Der Xantener Knabenmord im Jahre 1891 – Der wahre Mörder wurde nie gefunden.

Von Christel und Hans-Martin Scheibner

Dienstag, 18. September 2012, Klever Straße 23-25 in Xanten, frühere Bäckerei Küppers. Ganz in der Nähe war vor 121 Jahren am Peter- und Paulstag des 29. Juni 1891 Unfaßbares geschehen.

Fünf Kinder spielten an diesem Tag fröhlich vor der Metzgerei Buschhoff auf der Kirchstraße, der heutigen Rheinstraße. Gegen 10 Uhr wollte der fünfjährige Johann Hegmann nach den Kirschen sehen. Seither war er verschwunden. Erst am Abend um halb sieben fand man ihn in der Küpperschen Fruchtscheune, auf der Spreu vor der Wannmühle liegend, mit durchschnittener Kehle. Niemand hatte ihn schreien hören. Obduziert wurde er einen Tag später in Kleve.

Der sich seit Januar 2012 nach 45 arbeitsreichen Jahren aus gesundheitlichen Gründen im Ruhestand befindende Bäcker Hans Küppers erwartete uns schon. Seit 1816 war dies hier eine Bäckerei gewesen, nun hat er die Räumlichkeiten an den Betreiber eines vegetarischen Restaurants verpachtet. Sein Großvater Wilhelm Küppers war damals 20, als er von der Magd Dora Moll zu dem Ermordeten gerufen wurde. Hans Küppers lernte ihn jedoch nie kennen, da dieser schon 1951 starb, während er erst 1952 geboren wurde, konnte ihm also nicht mehr über das damalige Geschehen befragen. Schon im Alter von 15 Jahren verlor er seinen Vater, welcher ihm vielleicht noch etwas über die Hintergründe hätte erzählen können.

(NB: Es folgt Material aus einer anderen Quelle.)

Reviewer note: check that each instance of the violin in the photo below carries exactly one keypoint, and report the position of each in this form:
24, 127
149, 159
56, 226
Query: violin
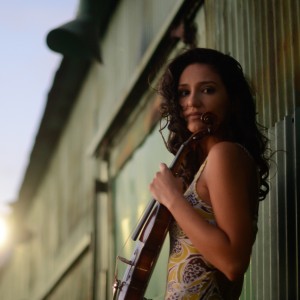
151, 232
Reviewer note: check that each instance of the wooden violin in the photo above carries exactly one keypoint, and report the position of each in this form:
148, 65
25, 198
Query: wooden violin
150, 234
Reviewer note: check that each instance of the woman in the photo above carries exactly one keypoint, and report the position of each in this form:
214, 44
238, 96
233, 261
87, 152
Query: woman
215, 221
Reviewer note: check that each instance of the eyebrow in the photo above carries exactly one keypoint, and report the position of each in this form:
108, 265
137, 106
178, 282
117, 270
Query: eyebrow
201, 83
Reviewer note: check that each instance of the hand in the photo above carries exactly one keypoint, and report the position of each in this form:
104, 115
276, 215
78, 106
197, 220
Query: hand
165, 187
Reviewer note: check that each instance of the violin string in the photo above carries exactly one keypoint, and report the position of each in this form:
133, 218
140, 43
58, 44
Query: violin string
121, 250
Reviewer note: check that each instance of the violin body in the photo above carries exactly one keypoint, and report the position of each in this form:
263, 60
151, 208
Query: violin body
151, 234
145, 255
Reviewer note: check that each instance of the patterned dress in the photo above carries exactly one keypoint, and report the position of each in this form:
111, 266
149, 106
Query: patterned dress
190, 276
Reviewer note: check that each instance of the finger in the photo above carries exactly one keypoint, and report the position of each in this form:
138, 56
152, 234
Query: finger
162, 166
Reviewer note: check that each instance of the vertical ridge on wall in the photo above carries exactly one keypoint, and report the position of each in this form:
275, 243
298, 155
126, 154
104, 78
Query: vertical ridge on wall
264, 37
274, 269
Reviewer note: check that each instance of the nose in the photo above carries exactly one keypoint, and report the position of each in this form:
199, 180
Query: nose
193, 100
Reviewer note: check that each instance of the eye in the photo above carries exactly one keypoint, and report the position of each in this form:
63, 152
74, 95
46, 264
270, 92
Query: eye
208, 90
183, 93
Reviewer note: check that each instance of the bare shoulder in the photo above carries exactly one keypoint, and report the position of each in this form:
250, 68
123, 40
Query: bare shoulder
230, 150
231, 157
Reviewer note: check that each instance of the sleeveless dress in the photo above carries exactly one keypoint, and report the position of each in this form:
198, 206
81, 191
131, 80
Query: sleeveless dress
190, 276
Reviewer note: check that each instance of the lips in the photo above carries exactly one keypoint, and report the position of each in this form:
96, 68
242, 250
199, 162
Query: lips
194, 115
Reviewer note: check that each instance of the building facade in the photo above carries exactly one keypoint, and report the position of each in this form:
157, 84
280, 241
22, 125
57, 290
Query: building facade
98, 146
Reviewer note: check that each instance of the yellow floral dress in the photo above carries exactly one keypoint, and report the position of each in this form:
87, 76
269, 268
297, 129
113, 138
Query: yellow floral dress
190, 276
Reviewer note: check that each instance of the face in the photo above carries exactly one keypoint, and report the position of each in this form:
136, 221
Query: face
201, 90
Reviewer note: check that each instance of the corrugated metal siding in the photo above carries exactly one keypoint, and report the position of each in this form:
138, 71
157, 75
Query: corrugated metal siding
264, 36
274, 270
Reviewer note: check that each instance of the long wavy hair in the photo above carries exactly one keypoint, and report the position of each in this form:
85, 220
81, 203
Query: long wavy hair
243, 126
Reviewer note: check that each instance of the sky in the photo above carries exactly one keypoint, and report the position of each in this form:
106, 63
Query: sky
27, 69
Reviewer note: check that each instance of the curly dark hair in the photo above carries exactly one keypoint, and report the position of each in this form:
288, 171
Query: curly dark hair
243, 126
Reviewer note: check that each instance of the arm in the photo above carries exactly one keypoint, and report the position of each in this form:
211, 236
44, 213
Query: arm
230, 179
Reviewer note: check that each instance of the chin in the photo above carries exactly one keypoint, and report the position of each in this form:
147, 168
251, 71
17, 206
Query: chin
196, 128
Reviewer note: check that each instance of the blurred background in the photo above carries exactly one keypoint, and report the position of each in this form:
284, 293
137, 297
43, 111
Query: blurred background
26, 73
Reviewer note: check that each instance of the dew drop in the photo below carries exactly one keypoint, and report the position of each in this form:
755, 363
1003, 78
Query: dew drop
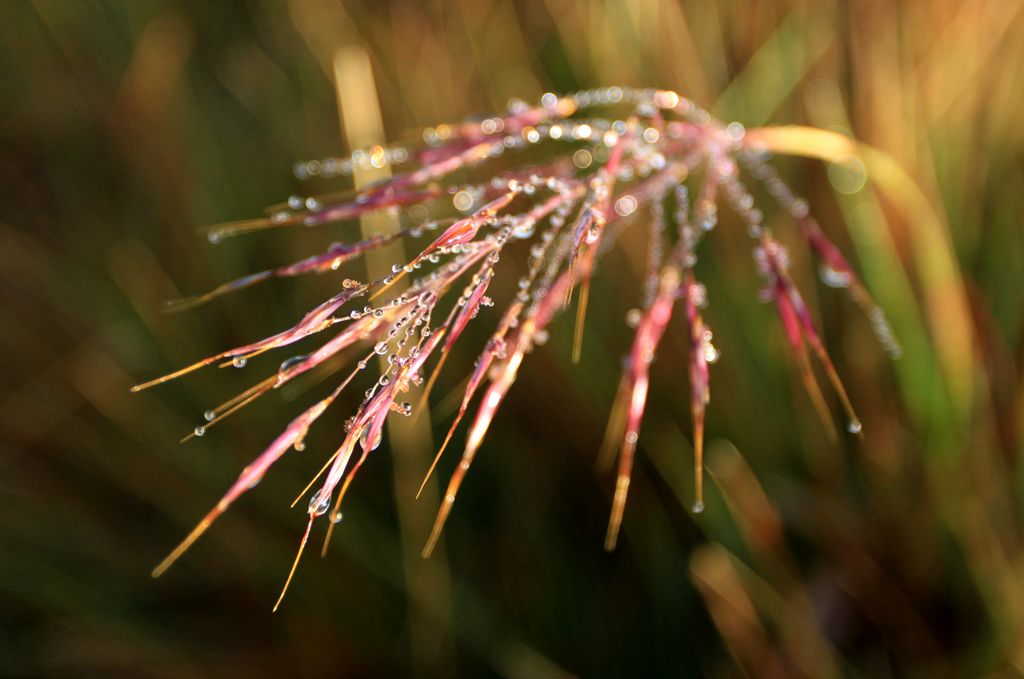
320, 503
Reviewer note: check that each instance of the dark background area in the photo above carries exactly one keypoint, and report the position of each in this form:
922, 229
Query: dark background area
126, 126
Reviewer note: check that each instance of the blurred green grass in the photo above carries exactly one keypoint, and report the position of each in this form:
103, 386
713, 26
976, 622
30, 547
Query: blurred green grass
125, 126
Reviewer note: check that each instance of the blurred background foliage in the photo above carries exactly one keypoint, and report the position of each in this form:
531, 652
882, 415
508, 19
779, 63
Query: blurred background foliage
124, 126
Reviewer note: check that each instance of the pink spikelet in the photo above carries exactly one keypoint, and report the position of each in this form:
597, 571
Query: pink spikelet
612, 158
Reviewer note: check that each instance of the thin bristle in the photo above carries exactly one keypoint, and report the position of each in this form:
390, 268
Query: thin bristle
295, 564
581, 320
651, 155
437, 457
303, 492
185, 544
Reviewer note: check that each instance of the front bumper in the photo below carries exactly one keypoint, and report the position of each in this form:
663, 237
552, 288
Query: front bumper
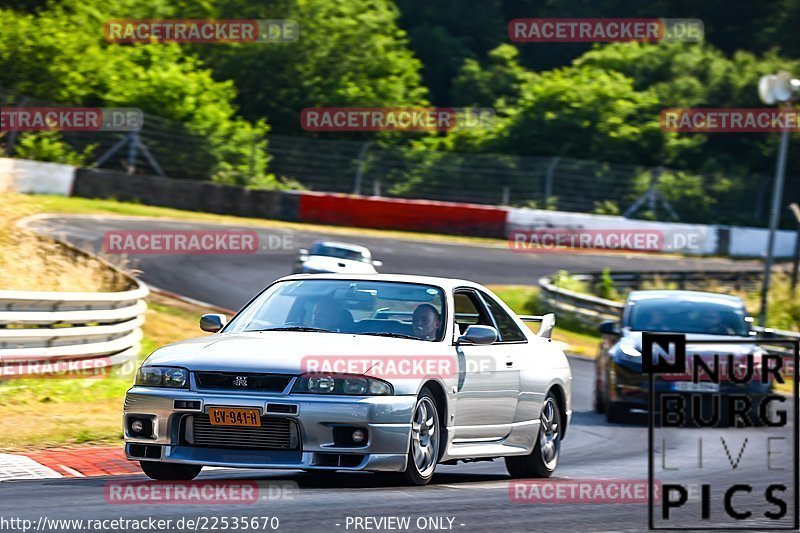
386, 419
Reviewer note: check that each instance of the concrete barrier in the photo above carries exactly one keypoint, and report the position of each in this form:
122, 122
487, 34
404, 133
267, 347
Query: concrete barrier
36, 177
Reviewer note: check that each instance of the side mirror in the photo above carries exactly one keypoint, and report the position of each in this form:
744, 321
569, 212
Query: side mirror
476, 334
547, 326
213, 322
609, 328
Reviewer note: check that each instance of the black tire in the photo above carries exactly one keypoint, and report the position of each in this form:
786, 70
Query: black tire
599, 400
428, 438
169, 471
543, 459
617, 413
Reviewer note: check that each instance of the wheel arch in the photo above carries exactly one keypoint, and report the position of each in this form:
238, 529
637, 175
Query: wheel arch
561, 398
439, 394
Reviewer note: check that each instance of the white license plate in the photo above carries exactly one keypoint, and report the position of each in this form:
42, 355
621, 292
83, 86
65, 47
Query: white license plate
688, 386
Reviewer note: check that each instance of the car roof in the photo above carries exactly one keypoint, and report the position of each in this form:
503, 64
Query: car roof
686, 296
445, 283
345, 245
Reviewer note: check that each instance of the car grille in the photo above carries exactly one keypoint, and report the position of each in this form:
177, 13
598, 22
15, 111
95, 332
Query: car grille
242, 381
273, 434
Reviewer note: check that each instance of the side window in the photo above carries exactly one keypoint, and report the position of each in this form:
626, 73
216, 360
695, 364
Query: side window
469, 310
509, 331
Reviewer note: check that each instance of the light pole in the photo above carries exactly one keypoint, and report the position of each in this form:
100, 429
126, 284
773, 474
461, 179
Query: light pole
775, 88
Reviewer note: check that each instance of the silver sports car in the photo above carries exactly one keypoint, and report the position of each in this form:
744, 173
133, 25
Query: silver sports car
372, 372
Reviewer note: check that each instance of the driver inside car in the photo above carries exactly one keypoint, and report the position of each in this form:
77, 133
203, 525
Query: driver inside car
331, 315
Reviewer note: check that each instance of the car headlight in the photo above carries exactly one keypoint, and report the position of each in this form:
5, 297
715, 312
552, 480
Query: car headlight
630, 352
163, 376
353, 385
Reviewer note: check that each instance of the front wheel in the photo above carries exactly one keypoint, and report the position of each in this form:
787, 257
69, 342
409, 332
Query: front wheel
169, 471
423, 453
542, 461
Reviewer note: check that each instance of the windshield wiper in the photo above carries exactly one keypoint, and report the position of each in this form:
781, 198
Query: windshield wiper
295, 328
389, 334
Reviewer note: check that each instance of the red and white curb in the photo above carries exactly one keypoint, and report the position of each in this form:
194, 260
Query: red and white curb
67, 463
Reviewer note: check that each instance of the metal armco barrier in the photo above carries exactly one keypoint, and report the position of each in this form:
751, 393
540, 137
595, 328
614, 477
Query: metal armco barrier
49, 331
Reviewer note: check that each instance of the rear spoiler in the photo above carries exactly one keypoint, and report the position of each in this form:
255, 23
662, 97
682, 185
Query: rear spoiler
548, 323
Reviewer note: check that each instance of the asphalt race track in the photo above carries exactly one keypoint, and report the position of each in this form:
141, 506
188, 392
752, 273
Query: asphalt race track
231, 280
475, 496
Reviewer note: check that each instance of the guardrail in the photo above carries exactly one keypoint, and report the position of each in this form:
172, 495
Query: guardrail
47, 333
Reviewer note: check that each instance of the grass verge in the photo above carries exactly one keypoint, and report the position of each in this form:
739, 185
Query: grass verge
88, 206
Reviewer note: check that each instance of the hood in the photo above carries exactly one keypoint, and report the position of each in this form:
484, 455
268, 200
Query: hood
283, 352
324, 263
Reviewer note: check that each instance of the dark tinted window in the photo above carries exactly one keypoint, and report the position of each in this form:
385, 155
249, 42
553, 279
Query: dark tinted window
684, 316
469, 310
509, 332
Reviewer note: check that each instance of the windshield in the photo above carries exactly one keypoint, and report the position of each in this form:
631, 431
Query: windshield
341, 253
347, 306
688, 317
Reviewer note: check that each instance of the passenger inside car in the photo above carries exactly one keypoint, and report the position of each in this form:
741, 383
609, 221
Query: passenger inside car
426, 322
330, 314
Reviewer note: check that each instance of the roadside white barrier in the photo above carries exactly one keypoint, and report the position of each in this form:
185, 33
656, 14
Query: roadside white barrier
60, 328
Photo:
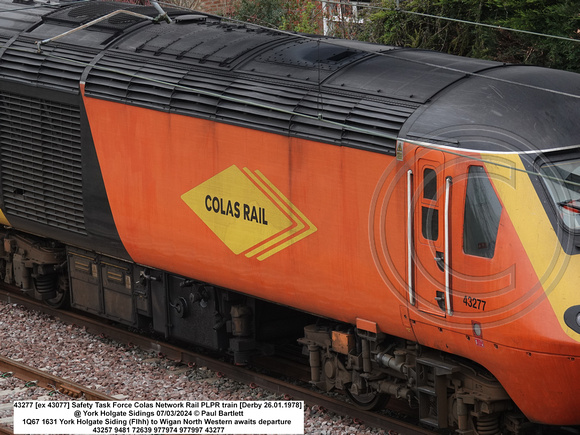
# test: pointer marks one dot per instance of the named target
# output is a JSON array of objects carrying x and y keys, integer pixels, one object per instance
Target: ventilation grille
[
  {"x": 347, "y": 119},
  {"x": 40, "y": 155}
]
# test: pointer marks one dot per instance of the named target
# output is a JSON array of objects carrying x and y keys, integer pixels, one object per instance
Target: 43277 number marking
[{"x": 478, "y": 304}]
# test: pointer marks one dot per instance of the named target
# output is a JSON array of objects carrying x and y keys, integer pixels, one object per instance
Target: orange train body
[
  {"x": 416, "y": 216},
  {"x": 353, "y": 266}
]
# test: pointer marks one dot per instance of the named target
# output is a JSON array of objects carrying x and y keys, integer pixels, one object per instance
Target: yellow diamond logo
[{"x": 248, "y": 213}]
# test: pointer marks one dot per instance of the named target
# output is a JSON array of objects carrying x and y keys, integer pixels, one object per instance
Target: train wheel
[{"x": 368, "y": 401}]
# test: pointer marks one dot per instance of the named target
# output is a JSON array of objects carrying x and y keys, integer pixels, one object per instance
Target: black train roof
[{"x": 291, "y": 84}]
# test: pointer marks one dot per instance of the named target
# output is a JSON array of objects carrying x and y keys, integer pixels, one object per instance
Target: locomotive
[{"x": 414, "y": 215}]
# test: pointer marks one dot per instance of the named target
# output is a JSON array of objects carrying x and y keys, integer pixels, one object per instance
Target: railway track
[{"x": 184, "y": 356}]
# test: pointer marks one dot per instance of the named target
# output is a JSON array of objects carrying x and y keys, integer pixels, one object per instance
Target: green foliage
[
  {"x": 293, "y": 15},
  {"x": 420, "y": 29},
  {"x": 415, "y": 24}
]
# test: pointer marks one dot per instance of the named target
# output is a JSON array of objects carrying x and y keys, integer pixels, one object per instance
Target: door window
[{"x": 430, "y": 214}]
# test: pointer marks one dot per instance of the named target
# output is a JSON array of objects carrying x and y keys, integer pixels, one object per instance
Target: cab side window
[{"x": 482, "y": 214}]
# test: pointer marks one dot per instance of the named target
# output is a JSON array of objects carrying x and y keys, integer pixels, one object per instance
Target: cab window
[{"x": 482, "y": 214}]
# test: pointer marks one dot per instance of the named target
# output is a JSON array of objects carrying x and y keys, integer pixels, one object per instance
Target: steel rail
[{"x": 237, "y": 373}]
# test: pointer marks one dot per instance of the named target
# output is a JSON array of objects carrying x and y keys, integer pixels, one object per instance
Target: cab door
[{"x": 431, "y": 196}]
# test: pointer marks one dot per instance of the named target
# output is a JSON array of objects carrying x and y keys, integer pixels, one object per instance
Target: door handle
[{"x": 440, "y": 260}]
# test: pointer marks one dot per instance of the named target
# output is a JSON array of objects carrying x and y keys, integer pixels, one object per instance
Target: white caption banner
[{"x": 157, "y": 417}]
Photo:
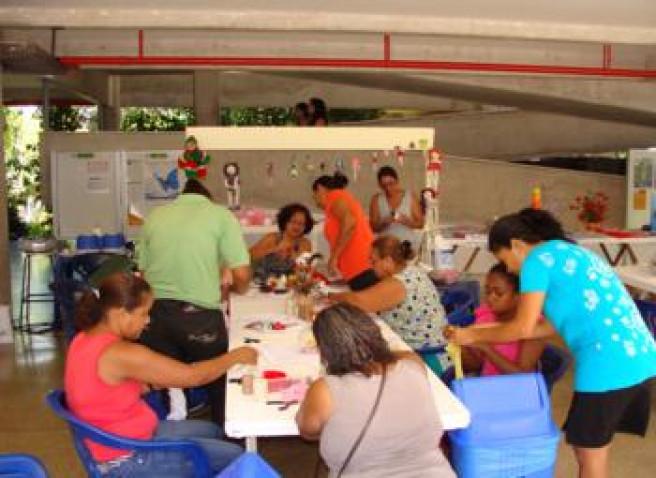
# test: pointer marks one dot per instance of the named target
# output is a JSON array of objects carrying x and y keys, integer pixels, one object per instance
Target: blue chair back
[
  {"x": 648, "y": 311},
  {"x": 249, "y": 465},
  {"x": 82, "y": 431},
  {"x": 553, "y": 364},
  {"x": 19, "y": 465},
  {"x": 459, "y": 305}
]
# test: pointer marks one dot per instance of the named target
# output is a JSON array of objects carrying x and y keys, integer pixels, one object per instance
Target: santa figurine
[
  {"x": 193, "y": 161},
  {"x": 232, "y": 184}
]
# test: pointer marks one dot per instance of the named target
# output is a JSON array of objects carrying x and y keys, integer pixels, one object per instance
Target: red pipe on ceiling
[
  {"x": 385, "y": 63},
  {"x": 77, "y": 61}
]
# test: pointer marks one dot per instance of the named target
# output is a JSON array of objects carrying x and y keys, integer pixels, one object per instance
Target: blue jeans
[{"x": 168, "y": 465}]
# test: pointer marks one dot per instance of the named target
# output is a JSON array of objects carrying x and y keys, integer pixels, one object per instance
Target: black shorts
[
  {"x": 594, "y": 418},
  {"x": 363, "y": 280}
]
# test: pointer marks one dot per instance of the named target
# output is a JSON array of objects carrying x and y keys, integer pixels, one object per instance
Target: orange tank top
[
  {"x": 356, "y": 256},
  {"x": 117, "y": 409}
]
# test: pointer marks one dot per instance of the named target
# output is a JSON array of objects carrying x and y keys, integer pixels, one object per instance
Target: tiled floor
[{"x": 33, "y": 365}]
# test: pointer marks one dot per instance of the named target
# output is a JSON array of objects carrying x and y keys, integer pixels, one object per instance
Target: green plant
[
  {"x": 156, "y": 119},
  {"x": 37, "y": 219}
]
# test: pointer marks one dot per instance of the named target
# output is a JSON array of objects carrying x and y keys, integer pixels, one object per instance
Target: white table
[
  {"x": 641, "y": 277},
  {"x": 614, "y": 249},
  {"x": 249, "y": 417}
]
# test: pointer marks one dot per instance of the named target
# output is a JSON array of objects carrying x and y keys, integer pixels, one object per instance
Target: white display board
[
  {"x": 641, "y": 186},
  {"x": 111, "y": 191},
  {"x": 86, "y": 193},
  {"x": 152, "y": 178}
]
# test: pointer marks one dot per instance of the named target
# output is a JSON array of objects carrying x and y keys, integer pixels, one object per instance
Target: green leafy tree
[
  {"x": 156, "y": 119},
  {"x": 65, "y": 118},
  {"x": 256, "y": 116}
]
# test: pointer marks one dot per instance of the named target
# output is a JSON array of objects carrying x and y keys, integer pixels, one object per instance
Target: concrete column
[
  {"x": 109, "y": 111},
  {"x": 206, "y": 97},
  {"x": 5, "y": 274}
]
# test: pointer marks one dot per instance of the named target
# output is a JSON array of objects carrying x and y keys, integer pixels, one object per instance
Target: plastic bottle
[{"x": 536, "y": 198}]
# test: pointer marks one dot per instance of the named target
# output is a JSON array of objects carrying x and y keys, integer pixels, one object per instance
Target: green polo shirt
[{"x": 183, "y": 245}]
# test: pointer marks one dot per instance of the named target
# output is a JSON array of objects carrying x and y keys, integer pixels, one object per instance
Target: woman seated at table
[
  {"x": 501, "y": 301},
  {"x": 106, "y": 373},
  {"x": 276, "y": 252},
  {"x": 395, "y": 211},
  {"x": 405, "y": 298},
  {"x": 373, "y": 393}
]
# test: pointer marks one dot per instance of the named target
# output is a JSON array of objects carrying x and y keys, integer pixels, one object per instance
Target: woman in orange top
[{"x": 347, "y": 231}]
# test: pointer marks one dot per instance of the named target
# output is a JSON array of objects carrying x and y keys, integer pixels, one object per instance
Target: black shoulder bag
[{"x": 366, "y": 425}]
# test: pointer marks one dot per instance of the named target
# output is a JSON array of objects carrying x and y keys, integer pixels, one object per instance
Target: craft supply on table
[
  {"x": 456, "y": 357},
  {"x": 247, "y": 384}
]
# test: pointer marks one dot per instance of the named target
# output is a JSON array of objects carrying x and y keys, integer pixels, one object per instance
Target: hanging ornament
[
  {"x": 193, "y": 160},
  {"x": 233, "y": 185},
  {"x": 293, "y": 171},
  {"x": 355, "y": 166},
  {"x": 270, "y": 173},
  {"x": 434, "y": 160},
  {"x": 374, "y": 162},
  {"x": 400, "y": 156}
]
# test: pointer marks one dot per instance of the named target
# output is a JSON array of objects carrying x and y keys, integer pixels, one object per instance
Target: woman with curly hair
[
  {"x": 373, "y": 412},
  {"x": 276, "y": 252}
]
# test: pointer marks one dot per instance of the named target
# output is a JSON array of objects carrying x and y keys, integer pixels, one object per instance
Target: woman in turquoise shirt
[{"x": 586, "y": 303}]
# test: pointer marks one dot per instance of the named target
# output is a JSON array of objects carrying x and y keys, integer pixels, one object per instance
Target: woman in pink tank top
[{"x": 107, "y": 372}]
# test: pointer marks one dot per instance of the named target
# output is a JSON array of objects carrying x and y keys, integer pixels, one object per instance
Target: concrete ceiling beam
[
  {"x": 486, "y": 95},
  {"x": 630, "y": 21}
]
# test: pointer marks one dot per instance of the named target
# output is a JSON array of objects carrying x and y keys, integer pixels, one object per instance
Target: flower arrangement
[
  {"x": 36, "y": 218},
  {"x": 592, "y": 207}
]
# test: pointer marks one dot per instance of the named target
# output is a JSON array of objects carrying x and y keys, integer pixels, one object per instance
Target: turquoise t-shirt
[{"x": 589, "y": 306}]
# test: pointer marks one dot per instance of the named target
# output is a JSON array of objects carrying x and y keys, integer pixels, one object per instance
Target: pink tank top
[
  {"x": 509, "y": 350},
  {"x": 117, "y": 409}
]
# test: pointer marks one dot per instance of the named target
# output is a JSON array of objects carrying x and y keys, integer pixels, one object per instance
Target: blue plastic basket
[
  {"x": 249, "y": 465},
  {"x": 512, "y": 434}
]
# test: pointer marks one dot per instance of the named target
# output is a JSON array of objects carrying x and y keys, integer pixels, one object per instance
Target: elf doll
[{"x": 193, "y": 161}]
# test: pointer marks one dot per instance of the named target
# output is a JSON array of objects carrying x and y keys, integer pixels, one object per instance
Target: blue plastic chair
[
  {"x": 553, "y": 364},
  {"x": 19, "y": 465},
  {"x": 648, "y": 311},
  {"x": 249, "y": 465},
  {"x": 81, "y": 431}
]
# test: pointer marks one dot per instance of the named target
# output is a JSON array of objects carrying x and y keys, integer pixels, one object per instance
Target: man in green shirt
[{"x": 184, "y": 246}]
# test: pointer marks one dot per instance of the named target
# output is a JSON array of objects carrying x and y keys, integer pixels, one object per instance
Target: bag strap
[{"x": 366, "y": 425}]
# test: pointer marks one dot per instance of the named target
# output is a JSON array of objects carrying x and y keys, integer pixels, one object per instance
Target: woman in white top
[
  {"x": 396, "y": 211},
  {"x": 403, "y": 434}
]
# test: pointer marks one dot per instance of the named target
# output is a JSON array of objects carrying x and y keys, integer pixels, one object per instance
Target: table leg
[
  {"x": 472, "y": 258},
  {"x": 634, "y": 258},
  {"x": 604, "y": 249},
  {"x": 251, "y": 444},
  {"x": 624, "y": 249}
]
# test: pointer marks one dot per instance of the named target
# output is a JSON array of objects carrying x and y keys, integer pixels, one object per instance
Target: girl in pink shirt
[{"x": 501, "y": 300}]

Als Mörder verdächtigte man sehr schnell den jüdischen Metzger, Viehhändler und Grabmalhersteller Adolf Buschhoff, Vorbeter der Jüdischen Gemeinde Xanten. Auftakt für erneutes Aufflammen des Judenhasses, auch wenn es heißt, Christen und Juden hätten bisher einträchtig miteinander gelebt. Man bewarf die Häuser der Juden mit Steinen, das Haus der Familie Buschhoff wurde niedergebrannt. Der Begriff „Schächterschnitt“ im Zusammenhang mit dem Mord an dem Kind wurde vom Metzgermeister und Viehhändler Junkermann neu erfunden. Obwohl Adolf Buschhoff nach einem beispiellosen Schauprozeß am 14. Juli 1892 freigesprochen wurde, vertrieb man ihn und sämtliche anderen Juden aus Xanten, hielt man die Tat doch immer noch für einen jüdischen Ritualmord.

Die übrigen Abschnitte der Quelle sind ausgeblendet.